Parket bij de Hoge Raad, 31-03-2023, ECLI:NL:PHR:2023:368, 18/04401
Parket bij de Hoge Raad, 31-03-2023, ECLI:NL:PHR:2023:368, 18/04401
Gegevens
- Instantie
- Parket bij de Hoge Raad
- Datum uitspraak
- 31 maart 2023
- Datum publicatie
- 31 maart 2023
- ECLI
- ECLI:NL:PHR:2023:368
- Formele relaties
- Arrest Hoge Raad: ECLI:NL:HR:2023:1372, Gevolgd
- Zaaknummer
- 18/04401
Inhoudsindicatie
Arbeidsrecht – Insolventierecht – Overgang onderneming na pre-pack - Uitleg HvJEU 22 juni 2017 (C-126/16, Smallsteps) – Criteria om het doel van de faillissementsprocedure te bepalen
Conclusie
PROCUREUR-GENERAAL
BIJ DE
HOGE RAAD DER NEDERLANDEN
Nummer 18/04401
Zitting 31 maart 2023
NADERE CONCLUSIE
B.J. Drijber
In de zaak van
Federatie Nederlandse Vakbeweging,
eiseres tot cassatie,
advocaat: mr. F.M. Dekker,
tegen
1 Heiploeg Seafood International B.V.,
2. Heitrans International B.V.,
verweersters in cassatie,
advocaat: mr. B.I. Kraaipoel.
1 Inleiding en recapitulatie
Centraal in deze zaak staat de vraag of de faillissementsuitzondering van art. 5 lid 1 Richtlijn 2001/23/EG1 (hierna: de Richtlijn) van toepassing is op de, in een pre-pack voorbereide, doorstart van Heiploeg-oud. Ik roep in herinnering dat de faillissementsuitzondering alleen van toepassing is als cumulatief aan de volgende drie voorwaarden is voldaan:
(i) de vervreemder moet verwikkeld zijn in een faillissementsprocedure of soortgelijke procedure,
(ii) deze procedure moet zijn ingeleid met het oog op de liquidatie van het vermogen van de vervreemder, en
(iii) deze procedure moet onder toezicht van een bevoegde overheidsinstantie staan.

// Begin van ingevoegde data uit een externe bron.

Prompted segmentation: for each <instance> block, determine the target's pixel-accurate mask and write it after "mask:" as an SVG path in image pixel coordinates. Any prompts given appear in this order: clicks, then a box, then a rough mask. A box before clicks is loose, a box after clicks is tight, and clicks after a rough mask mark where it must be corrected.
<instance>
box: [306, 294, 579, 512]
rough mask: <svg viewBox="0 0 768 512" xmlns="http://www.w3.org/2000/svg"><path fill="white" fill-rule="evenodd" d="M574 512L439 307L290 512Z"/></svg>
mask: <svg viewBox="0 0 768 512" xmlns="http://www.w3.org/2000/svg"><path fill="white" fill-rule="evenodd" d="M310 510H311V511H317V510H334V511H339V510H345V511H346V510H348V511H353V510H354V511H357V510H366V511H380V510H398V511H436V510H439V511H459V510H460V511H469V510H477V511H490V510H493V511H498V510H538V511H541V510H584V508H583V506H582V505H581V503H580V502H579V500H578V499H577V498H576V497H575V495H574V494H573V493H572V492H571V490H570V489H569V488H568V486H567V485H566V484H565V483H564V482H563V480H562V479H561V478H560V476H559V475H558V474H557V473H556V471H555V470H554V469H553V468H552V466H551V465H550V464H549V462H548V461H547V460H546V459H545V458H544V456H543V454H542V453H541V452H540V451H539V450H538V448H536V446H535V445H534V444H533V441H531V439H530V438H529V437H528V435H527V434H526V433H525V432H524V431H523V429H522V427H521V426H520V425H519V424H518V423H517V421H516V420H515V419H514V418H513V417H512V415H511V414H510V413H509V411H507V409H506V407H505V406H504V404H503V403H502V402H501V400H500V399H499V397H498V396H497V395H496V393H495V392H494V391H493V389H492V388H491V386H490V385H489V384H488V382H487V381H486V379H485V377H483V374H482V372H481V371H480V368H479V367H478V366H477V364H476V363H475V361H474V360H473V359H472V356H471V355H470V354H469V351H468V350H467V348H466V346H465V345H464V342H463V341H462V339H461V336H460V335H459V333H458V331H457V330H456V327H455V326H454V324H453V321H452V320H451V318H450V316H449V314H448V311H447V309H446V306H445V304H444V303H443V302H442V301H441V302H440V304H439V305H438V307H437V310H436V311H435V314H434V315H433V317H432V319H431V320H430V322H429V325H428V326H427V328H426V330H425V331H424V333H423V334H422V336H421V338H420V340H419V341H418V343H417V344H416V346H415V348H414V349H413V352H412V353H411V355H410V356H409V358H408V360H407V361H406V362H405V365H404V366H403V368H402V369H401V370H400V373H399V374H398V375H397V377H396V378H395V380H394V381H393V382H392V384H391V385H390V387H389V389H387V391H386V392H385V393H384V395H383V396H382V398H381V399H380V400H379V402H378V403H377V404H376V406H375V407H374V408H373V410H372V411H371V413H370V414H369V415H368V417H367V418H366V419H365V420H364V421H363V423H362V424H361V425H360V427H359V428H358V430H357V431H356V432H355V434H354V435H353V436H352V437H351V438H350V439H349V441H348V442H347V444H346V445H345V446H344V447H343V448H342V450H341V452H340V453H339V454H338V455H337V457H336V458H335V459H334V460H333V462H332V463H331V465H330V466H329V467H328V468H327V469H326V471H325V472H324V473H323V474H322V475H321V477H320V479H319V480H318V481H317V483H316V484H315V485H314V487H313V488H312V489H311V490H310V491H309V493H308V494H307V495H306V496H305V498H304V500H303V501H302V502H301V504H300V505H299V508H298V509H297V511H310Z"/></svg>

In zijn eindarrest oordeelde het hof Arnhem-Leeuwarden (hierna: het hof) dat de doorstart van Heiploeg-oud aan elk van deze voorwaarden voldeed.2 FNV bestrijdt in cassatie de juistheid van dat oordeel waar het de voorwaarden (ii) en (iii) betreft, die ik hierna als de tweede voorwaarde en de derde voorwaarde aanduid.
In mijn eerste conclusie in deze zaak3 heb ik geconcludeerd tot vernietiging van het eindarrest van het hof en tot verwijzing. Naar mijn oordeel had het hof miskend dat de doorstart van Heiploeg-oud, nu die voorafgaand aan de faillissementsaanvraag in een pre-packprocedure was voorbereid, in het licht van het arrest van het HvJEU in de zaak Smallsteps4 niet aan de tweede en derde voorwaarde voldeed. Het kwam mij voor dat de doorstart van Heiploeg-oud dermate veel feitelijke overeenkomsten vertoonde met de doorstart in Smallsteps dat het oordeel van het HvJEU in die zaak ook hier moest opgaan.
De Hoge Raad heeft gemeend dat de pre-pack een herkansing diende te krijgen. Bij arrest van 29 mei 20205 (hierna: het verwijzingsarrest) heeft de Hoge Raad prejudiciële vragen gesteld aan het HvJEU over de tweede en de derde voorwaarde. De strekking van die vragen is, kort gezegd, of de doorstart van Heiploeg-oud, gelet op de kenmerken van de pre-packprocedure en de faillissementsprocedure zoals door de Hoge Raad in het verwijzingsarrest uiteengezet, niet toch kan voldoen aan die beide voorwaarden.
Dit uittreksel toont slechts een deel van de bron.